For decades, the anti-vaccine movement was squarely on the left. Anti-vaccine, anti-cell-phone, anti-everything lawyer Robert F. Kennedy Jr. was even on the short list for a cabinet position in the Obama administration before we got Democrats who cared about science and reason to join us in pushing back on that, leaving only over-representation of UFO believers and a guy who thought girls can't do math as part of the concern.

Yet concerns about the partisan divide in Big Pharma conspiracy theories were dismissed by most journalists for the most likely reason - they were under the same umbrella. When COVID-19 hit, Democrats began to flip back from the anti-science side of medicine. To be sure, grifters were still selling supplements, and you don't find many right-wing homeopaths out there, but with a Republican that journalists hated in the White House, his correct positions were railed about - stopping travel from China even though WHO had not declared it a pandemic yet - while his incorrect ones, though peer-reviewed, were derided.

Yes, it is hypocritical but like any form of bias and bigotry, any way it is exposed leads to good things in the future, and the partisan divide in medicine may have been hidden when doctors were exempting coastal kids from MMR vaccines because 'they cause autism' but it will be harder for progressive elites to revert now.

Obviously there is only correlation and inference for a lot of these things. On surveys, everyone makes themselves sound pro-science even if in behavior they are the opposite, so a new paper looked at voting patterns and ivermectin prescriptions.

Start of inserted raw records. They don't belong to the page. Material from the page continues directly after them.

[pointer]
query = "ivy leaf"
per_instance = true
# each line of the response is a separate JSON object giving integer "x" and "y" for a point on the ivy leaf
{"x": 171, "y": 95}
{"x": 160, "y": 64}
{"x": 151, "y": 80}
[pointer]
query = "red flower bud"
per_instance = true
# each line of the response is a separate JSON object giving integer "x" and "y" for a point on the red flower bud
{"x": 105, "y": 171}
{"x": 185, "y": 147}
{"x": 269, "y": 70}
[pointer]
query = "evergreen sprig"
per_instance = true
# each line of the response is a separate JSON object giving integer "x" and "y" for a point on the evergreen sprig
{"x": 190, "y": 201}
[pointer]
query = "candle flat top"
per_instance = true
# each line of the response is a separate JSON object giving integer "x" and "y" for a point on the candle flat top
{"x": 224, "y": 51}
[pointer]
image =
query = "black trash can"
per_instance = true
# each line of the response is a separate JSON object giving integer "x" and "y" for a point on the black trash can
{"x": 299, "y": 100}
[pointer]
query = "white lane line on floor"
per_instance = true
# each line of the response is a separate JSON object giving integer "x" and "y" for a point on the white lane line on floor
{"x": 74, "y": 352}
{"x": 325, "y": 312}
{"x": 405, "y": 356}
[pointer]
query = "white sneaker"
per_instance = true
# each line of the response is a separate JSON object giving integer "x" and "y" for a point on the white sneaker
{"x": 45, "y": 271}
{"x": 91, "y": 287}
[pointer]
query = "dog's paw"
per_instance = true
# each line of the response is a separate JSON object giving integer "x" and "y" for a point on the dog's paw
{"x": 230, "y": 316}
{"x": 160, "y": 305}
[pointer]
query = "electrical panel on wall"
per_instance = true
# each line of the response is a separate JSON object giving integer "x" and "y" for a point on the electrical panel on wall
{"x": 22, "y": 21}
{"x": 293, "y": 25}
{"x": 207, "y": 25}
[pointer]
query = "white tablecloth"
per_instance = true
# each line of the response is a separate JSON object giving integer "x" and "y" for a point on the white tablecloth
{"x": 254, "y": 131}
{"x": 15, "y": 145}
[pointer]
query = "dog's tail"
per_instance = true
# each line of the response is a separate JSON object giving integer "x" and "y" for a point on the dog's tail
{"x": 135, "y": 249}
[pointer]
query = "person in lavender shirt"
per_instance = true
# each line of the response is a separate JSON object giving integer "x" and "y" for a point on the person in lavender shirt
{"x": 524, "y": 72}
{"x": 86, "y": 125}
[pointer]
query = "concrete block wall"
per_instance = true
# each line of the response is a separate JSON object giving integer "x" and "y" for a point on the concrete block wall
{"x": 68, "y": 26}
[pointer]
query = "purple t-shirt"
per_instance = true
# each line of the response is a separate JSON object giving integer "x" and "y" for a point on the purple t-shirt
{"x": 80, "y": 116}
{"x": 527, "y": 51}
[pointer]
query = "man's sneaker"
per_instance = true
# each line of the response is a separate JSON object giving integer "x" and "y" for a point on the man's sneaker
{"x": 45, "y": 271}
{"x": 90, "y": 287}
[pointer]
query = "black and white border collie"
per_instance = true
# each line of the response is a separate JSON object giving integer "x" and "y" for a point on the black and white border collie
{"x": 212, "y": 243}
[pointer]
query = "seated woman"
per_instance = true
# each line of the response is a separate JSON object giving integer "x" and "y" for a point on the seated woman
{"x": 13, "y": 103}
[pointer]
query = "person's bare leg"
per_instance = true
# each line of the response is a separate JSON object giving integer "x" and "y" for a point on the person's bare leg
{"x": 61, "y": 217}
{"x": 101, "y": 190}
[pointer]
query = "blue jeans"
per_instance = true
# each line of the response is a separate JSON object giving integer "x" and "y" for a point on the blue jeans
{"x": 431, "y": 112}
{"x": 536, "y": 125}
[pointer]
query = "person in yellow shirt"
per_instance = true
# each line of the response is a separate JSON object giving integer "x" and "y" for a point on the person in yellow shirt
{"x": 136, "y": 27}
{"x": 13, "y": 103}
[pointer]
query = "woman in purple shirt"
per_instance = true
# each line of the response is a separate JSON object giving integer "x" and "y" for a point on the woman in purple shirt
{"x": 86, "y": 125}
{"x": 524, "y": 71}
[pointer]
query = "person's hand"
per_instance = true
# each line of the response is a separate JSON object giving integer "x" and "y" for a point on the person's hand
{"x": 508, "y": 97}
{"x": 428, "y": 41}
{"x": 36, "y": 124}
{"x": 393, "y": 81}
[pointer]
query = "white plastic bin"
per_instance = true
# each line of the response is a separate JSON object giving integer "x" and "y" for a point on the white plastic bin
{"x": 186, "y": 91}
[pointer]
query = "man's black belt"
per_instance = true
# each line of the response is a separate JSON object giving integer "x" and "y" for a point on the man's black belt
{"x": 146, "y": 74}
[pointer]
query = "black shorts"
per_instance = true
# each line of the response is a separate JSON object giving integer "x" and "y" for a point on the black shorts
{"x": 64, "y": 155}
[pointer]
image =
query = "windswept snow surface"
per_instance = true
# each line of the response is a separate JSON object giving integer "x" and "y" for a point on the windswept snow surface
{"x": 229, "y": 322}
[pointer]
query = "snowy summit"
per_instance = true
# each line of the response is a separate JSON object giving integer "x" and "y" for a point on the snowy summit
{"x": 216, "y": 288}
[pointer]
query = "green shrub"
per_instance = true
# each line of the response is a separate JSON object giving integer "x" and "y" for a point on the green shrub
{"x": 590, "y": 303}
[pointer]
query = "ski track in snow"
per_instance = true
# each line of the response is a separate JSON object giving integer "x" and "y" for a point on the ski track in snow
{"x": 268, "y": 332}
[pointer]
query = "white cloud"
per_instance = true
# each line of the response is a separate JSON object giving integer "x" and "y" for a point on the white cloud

The surveys were 592 board-certified critical care physicians and 900 adults found online. Yes, that is a little weak but recent history shows PNAS loves this kind of thing if it matches the bias of their editorial board, they published results of Facebook manipulating newsfeeds of members, published a paper claiming a weedkiller turned frogs gay, and that female named hurricanes killed more people because men are sexist, after all.

Yet confounders are more obvious now. Unlike the 1990s, when the anti-vaccine movement took off, government controls nearly all of US health care. If a patient wants something, and you deny them today, and anything goes wrong, you are getting sued. Medical schools have created a 'teach to the protocol' environment and hospitals practice defensive medicine. Being sued is not a smear, it is expected within your first 15 years of practice. A doctor may tell a patient horse dewormer won't do any good but to flat out refuse it is risky, but in the paper it suggests that physicians believe it.

We know they may not, even if they did what patients wanted. Doctors also knew that flipping masks up and down between bites of food was moronic and helped no one, but that doesn't mean every doctor who said nothing about how stupid it is was a Democrat. They just didn't want to be yelled at on Twitter.

The good news is that once the Big Pharma Conspiracy flipped from being Democrats to Republicans, journalists rushed to note how worrisome it is. And that means it will be harder for that side to go back. Let us hope that millions don't have to starve or freeze to death for journalists trapped by their own partisan divide to begin criticizing anti-science beliefs about alternatives to agriculture and energy. Right now, like the anti-vaccine and supplement fetishes a few years ago, they dismiss problems on their own side as trivial.